İSTANBUL (AA) - Türk bilim insanlarının Kuzey Kutbu'na gerçekleştirdikleri 2. Ulusal Arktik Bilimsel Araştırma Seferi'nde elde ettiği bulgular, küresel ısınmanın etkisini gözler önüne serdi. Bilim insanları deniz buzlarının üçte birinin tamamen yok olduğuna dikkati çekti.
Sanayi ve Teknoloji Bakanlığı yürütücülüğünde, Türkiye Bilimsel ve Teknolojik Araştırma Kurumu (TÜBİTAK) koordinasyonunda temmuzda düzenlenen 2. Ulusal Arktik Bilimsel Araştırma seferi 22 gün sürdü. Sefer Lideri ve Koordinatörü ve TÜBİTAK MAM Kutup Araştırmaları Enstitüsü Müdürü Prof. Dr. Burcu Özsoy yaptığı açıklamada, iklim değişikliğinin kutuplardaki etkilerinin incelendiği bilimsel çalışmaların ilk sonuçlarını değerlendirerek deniz buzları bağlamında 2019'da çıkılan ilk seferle karşılaştırmalarda bulundu.
Çalışmalarındaki bulgulara değinen Özsoy, Atlantik ve Arktik'in birleştiğini ifade ederek "Barents Denizi, Atlantik ve Arktik Okyanusu'nun etkilerinin birleştiği bir bölge olarak biliniyor. Sefer boyunca ölü dalgalar, fırtına gibi bazı olumsuz etkilere maruz kalan ekibi en çok da sıcaklık düşüşü zorladı. Deniz suyu sıcaklığı da değişkenlik gösterdi. 10 derece ile başlayan deniz suyu sıcaklığı eksi 1,2 derecelere ulaştı." dedi.

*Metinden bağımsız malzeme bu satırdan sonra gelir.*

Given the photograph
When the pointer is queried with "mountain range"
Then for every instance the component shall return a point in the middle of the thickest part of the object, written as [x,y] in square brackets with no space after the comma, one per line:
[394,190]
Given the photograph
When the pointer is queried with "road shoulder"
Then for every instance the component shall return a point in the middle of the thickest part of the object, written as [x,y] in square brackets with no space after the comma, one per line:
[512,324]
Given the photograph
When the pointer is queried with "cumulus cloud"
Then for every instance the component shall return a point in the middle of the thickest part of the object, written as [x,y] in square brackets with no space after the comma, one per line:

Özsoy, deniz buzları üzerindeki araştırmalarında, buzların büyük bir bölümünün erimiş olduğunu keşfettiklerini dile getirerek şunları söyledi:
"Birinci seferimizde 81 kuzeyde deniz buzlarını görürken bu kez 82 kuzeye ancak vardığımızda deniz buzlarını gördük. Deniz buzlarının, şu anda uydu verileriyle karşılaştırdığımızda ve daha önce yerel halktan alınan verilere de dayanarak üçte biri kuzeyde tamamıyla yok olmuş durumda. Özellikle bir önceki seferimizle karşılaştıracak olursak ‘Deniz buzları dinamik, sizin vardığınızda olmaması doğal.' denebilir ama biz bir önceki yaptığımız rotadan hareketle ve aynı noktalarla değerlendirdiğimizde bu anlamda da o deniz buzlarının daha da çekilmiş olduğunu gördük."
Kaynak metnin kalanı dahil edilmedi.